Quakes attack keeps opposing defenses guessing

Simon Dawkins Goal Celebration vs. Real Salt Lake 3

SAN JOSE, Calif. – With a league-leading eight goals out of San Jose’s 13 total to this point, it looks on the surface like forward Chris Wondolowski is simply continuing his run of single-handedly carrying his club’s offense for a third consecutive season.


Yet even though the end results in terms of who’s scoring the goals might be similar, the Earthquakes attack of 2012 is showing its greatest diversity since 2005. San Jose put up 53 goals in 32 matches that season en route to the franchise’s only Supporters’ Shield.


So even as Wondolowski continues to draw all the opposition’s talk in the press, it’s not so easy for teams like the Philadelphia Union – who host San Jose on Saturday evening (7 pm ET, watch LIVE online) – to suss out what the Quakes are planning to do.


San Jose have a league-leading 17 assists on their 13 goals – MLS allows for multiple assists on a single score, as in ice hockey – for a 1.31 assist-to-goal ratio, which would be the club’s best since 2002. Since being re-established in 2008 as an expansion team, the club’s numbers in that area have been as consistent as they were tepid: 1.03 (2008), 1.00 (2009), 1.03 (2010), 1.03 (2011).


This year’s model can bludgeon a team with Steven Lenhart or Alan Gordon, or try to slip a player such as Sercan Güvenisik – who probably will see time in the Quakes’ upcoming stretch of three matches in eight days –behind the opposition’s backline. And they can use any one of a number of midfielders to spark more involved sequences or fluid rushes off turnovers.


GOAL: Beitashour finds Dawkins for the winner




“We have a lot of good players here, players that are good with the ball, players who like the ball at their feet and we have players that like to play one- and two-touch passes,” Quakes midfielder/forward Khari Stephenson said Saturday after notching a goal and an assist in a 3-1 victory against Real Salt Lake.


“If we need to play a lot of long balls, there’s Lenny and there’s Gordo that can win balls in the air and hold up the ball," Stephenson continued. "When you need something else, a lot of moving and touching and runs in behind, then it’s me and Wondo, Simon [Dawkins] and Tressor [Moreno].

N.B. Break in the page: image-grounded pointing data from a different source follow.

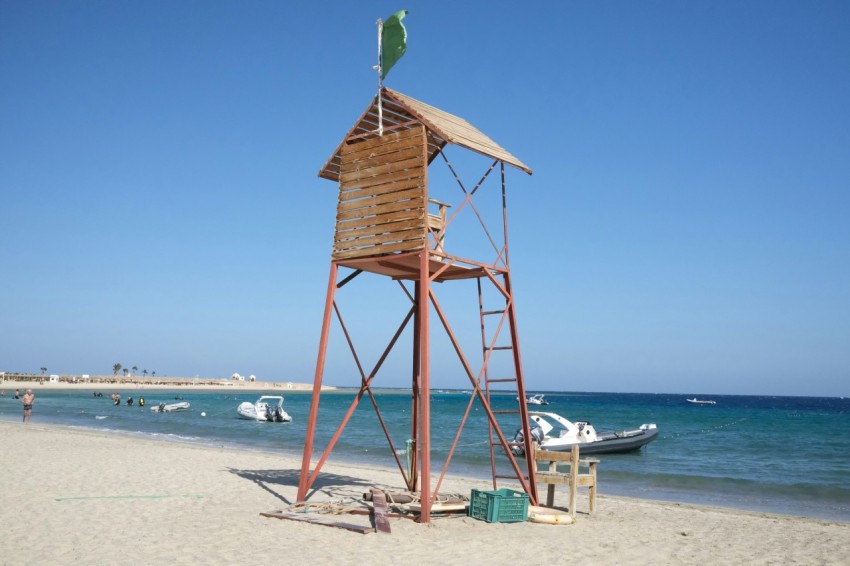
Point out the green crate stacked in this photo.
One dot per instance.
(499, 506)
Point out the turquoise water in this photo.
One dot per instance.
(787, 455)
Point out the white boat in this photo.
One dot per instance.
(264, 409)
(554, 432)
(170, 407)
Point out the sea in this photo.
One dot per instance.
(786, 455)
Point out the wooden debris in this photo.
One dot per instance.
(319, 520)
(382, 522)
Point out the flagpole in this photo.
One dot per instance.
(380, 80)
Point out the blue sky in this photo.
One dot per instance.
(686, 229)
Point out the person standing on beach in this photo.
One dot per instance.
(28, 401)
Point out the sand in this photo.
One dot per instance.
(85, 497)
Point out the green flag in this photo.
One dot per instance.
(393, 41)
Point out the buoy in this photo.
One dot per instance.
(549, 516)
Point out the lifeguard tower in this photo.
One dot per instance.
(388, 225)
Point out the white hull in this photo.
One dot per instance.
(263, 410)
(170, 407)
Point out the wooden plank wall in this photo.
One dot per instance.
(382, 198)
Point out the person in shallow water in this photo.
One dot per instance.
(28, 401)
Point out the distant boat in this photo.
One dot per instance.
(554, 432)
(264, 411)
(170, 407)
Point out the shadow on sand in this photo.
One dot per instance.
(324, 483)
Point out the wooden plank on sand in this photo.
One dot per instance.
(379, 502)
(317, 520)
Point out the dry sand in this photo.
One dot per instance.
(72, 496)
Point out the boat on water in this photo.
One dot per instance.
(170, 407)
(268, 408)
(696, 401)
(554, 432)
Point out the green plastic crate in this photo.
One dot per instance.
(499, 506)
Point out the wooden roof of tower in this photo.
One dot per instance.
(401, 111)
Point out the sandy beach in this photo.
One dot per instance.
(75, 496)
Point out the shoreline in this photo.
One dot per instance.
(123, 499)
(225, 385)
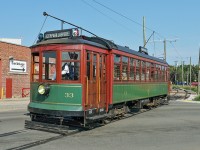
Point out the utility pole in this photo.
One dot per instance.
(187, 76)
(190, 74)
(165, 45)
(144, 32)
(199, 73)
(164, 49)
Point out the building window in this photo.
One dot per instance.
(35, 68)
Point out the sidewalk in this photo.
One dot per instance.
(14, 104)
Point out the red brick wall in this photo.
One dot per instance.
(19, 80)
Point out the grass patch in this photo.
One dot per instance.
(193, 88)
(197, 98)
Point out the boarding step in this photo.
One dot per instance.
(97, 117)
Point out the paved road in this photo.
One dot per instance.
(175, 127)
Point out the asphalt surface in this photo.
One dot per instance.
(174, 126)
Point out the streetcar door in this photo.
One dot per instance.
(96, 81)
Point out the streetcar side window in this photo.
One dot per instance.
(117, 64)
(124, 68)
(35, 67)
(138, 66)
(49, 65)
(70, 65)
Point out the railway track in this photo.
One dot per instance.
(63, 131)
(180, 93)
(13, 132)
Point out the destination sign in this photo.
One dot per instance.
(59, 34)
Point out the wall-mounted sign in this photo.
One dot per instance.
(18, 66)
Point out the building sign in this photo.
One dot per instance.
(18, 66)
(61, 34)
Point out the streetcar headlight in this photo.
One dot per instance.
(43, 89)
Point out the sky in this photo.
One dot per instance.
(118, 20)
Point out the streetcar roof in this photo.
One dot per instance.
(97, 42)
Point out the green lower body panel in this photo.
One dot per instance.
(128, 92)
(61, 97)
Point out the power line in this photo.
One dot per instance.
(120, 14)
(41, 28)
(108, 16)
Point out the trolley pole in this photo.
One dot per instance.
(144, 32)
(164, 49)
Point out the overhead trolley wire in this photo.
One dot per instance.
(108, 16)
(120, 14)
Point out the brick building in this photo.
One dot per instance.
(14, 70)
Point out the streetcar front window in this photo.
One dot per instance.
(49, 65)
(70, 65)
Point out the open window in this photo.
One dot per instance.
(49, 65)
(35, 67)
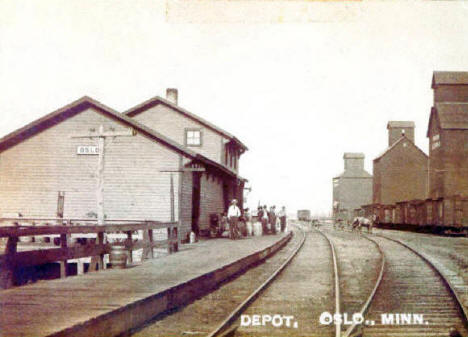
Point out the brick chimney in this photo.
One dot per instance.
(396, 129)
(172, 95)
(354, 161)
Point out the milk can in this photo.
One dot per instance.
(118, 257)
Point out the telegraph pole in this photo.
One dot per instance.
(101, 136)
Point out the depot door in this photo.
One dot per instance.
(196, 189)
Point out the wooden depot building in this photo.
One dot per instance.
(160, 162)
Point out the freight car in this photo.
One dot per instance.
(443, 215)
(303, 215)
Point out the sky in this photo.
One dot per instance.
(300, 82)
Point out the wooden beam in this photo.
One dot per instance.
(45, 230)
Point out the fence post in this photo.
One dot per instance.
(130, 250)
(7, 271)
(97, 260)
(64, 240)
(169, 240)
(175, 241)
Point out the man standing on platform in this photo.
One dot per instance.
(282, 216)
(233, 218)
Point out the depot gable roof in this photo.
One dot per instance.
(159, 100)
(453, 116)
(86, 102)
(449, 78)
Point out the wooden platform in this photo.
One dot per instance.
(110, 302)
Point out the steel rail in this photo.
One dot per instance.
(337, 282)
(366, 305)
(445, 280)
(241, 307)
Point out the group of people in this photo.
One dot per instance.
(267, 221)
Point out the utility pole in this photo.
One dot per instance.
(101, 136)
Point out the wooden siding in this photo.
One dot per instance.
(172, 124)
(33, 171)
(186, 205)
(401, 174)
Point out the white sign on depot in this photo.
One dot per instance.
(87, 149)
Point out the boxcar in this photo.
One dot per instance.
(303, 215)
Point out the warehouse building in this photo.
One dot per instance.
(173, 165)
(448, 136)
(352, 188)
(400, 172)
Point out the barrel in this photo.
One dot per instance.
(118, 257)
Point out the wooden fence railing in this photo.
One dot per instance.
(12, 260)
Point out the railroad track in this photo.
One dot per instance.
(228, 327)
(414, 297)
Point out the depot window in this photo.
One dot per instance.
(193, 137)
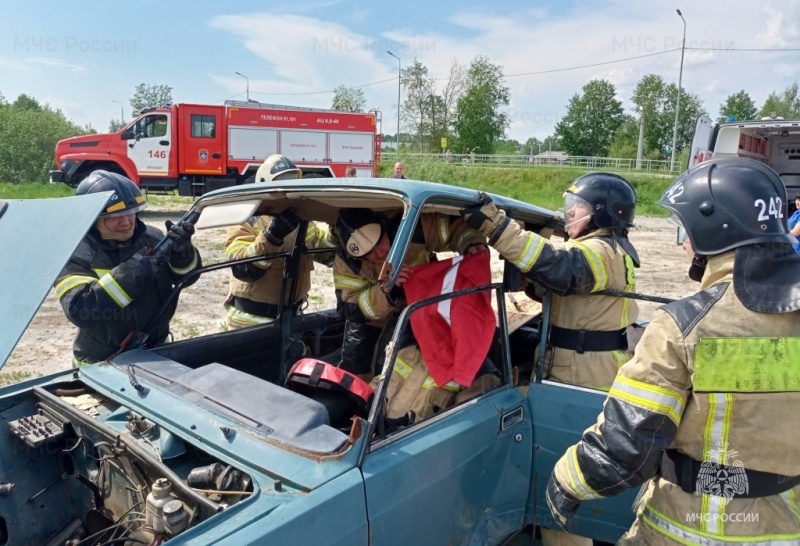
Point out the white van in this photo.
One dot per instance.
(774, 141)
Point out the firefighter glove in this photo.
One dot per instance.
(142, 269)
(180, 235)
(562, 505)
(281, 226)
(484, 217)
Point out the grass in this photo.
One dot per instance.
(9, 378)
(34, 191)
(541, 185)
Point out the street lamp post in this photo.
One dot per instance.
(121, 111)
(248, 84)
(678, 102)
(397, 136)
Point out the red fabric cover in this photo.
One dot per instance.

“It all depends on what the coach wants. We have the players to play any style.”


The Quakes showed that Saturday against RSL, when they had to adjust on the fly to the absences of speedy wingers Shea Salinas (broken collarbone) and Marvin Chávez (suspension). With left back Ramiro Corrales out, coach Frank Yallop slid Justin Morrow wide to that side, and unleashed Morrow and right back Steven Beitashour to zoom along the flanks at will.


Morrow tormented RSL right back Tony Beltran for the better part of the first half, while Beitashour – who had been playing closer to home for much of the year to cover behind Chávez’s long runs – cleaned up with assists on the Quakes’ first two goals, doubling his season total to a team-high four.

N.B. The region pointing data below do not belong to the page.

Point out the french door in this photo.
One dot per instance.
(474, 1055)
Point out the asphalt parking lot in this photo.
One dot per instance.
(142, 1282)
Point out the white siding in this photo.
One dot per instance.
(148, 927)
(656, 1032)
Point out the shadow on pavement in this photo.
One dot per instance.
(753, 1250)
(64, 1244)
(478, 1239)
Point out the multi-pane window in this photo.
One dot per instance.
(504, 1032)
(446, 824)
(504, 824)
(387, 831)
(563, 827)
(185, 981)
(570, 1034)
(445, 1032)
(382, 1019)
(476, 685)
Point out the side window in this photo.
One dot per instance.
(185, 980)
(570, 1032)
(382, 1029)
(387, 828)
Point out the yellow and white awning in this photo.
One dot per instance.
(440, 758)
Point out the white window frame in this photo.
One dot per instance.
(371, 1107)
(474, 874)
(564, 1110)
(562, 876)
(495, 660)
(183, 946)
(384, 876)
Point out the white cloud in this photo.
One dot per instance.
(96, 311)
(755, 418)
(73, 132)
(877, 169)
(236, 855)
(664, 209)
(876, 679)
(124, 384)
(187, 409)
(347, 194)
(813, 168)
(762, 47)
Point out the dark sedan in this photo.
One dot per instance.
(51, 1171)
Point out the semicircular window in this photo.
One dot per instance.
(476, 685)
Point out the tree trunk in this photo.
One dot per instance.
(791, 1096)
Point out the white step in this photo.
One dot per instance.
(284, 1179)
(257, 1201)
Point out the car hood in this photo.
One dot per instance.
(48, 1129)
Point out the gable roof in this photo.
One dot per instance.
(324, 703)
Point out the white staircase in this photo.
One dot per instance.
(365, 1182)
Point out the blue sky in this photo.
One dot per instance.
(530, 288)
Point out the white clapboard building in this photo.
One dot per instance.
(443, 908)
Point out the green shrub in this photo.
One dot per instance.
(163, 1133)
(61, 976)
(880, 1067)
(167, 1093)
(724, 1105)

“I’ve told both of them, I just want them to get forward as much as they can,” Yallop said Wednesday after training. “Can they run up and down all night? No. But Justin Morrow, I thought for 20 minutes was doing it, and then Steven did it late, so they kind of switched it off a little bit, which is great.”

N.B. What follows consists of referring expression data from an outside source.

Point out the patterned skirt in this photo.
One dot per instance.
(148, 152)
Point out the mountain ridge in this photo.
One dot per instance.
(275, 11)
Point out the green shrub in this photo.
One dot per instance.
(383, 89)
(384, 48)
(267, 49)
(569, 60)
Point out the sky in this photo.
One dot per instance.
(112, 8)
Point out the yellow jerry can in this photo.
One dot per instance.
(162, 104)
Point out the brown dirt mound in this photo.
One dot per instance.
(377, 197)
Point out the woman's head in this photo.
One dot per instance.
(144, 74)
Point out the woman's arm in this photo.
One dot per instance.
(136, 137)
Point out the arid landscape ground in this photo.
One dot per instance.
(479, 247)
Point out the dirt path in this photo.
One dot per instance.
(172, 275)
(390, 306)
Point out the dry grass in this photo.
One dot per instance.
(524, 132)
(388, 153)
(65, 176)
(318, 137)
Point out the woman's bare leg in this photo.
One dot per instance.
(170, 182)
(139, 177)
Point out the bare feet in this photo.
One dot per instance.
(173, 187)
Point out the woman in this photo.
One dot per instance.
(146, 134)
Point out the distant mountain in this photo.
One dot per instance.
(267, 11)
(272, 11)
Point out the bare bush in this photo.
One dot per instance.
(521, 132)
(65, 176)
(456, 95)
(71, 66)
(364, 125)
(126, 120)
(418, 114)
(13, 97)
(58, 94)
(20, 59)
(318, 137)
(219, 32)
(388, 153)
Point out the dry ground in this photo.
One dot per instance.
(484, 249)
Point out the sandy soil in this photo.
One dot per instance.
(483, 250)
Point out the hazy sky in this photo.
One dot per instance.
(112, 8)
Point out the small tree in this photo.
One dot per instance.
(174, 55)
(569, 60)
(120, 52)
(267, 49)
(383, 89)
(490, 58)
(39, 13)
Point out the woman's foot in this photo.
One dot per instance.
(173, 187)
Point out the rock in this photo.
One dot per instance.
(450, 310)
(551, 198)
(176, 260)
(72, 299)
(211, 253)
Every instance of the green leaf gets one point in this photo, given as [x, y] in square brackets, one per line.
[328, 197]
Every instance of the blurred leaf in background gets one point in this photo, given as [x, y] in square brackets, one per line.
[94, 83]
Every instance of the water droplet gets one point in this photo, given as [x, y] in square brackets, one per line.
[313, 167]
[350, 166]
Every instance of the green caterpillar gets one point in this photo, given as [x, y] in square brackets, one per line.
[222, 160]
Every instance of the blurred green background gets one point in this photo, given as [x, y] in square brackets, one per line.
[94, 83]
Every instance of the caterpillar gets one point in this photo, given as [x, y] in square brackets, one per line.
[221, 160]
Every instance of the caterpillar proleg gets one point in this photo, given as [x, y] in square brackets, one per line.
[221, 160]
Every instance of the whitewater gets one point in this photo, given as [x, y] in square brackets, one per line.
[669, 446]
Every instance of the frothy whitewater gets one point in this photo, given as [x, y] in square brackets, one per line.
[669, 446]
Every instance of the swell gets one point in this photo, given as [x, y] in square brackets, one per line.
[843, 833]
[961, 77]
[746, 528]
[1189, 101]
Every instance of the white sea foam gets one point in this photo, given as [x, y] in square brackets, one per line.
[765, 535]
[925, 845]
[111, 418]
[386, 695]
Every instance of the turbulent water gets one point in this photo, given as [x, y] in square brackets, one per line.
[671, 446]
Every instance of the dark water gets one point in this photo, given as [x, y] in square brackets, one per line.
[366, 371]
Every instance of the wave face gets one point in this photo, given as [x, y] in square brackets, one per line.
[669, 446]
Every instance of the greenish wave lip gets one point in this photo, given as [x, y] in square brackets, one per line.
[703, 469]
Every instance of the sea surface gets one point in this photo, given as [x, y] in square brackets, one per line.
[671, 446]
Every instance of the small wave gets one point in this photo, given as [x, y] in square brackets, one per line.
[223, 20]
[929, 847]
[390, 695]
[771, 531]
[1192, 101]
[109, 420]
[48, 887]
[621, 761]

The one constant in the Quakes’ various permutations has been to trying to play with more possession, something Yallop wanted to implement last season but couldn’t until the final 10 matches due to injuries and absences. The addition of Rafael Baca, who missed the first half of the season sorting out visa issues, has helped the club immensely in that pursuit.


“If you have the ball quite a bit, then the opposition tend to get disillusioned with what’s going on in the match,” Yallop said. “If you look at all the top teams – Salt Lake, LA last year – they possess the ball well. And I think that for us, the teams that do do well are usually ones that can keep the ball and can dictate what they want to do in the game. We’re just trying to do that ourselves. Whether we can do that all season, we’ve got a long, long way to go. But the signs are good.”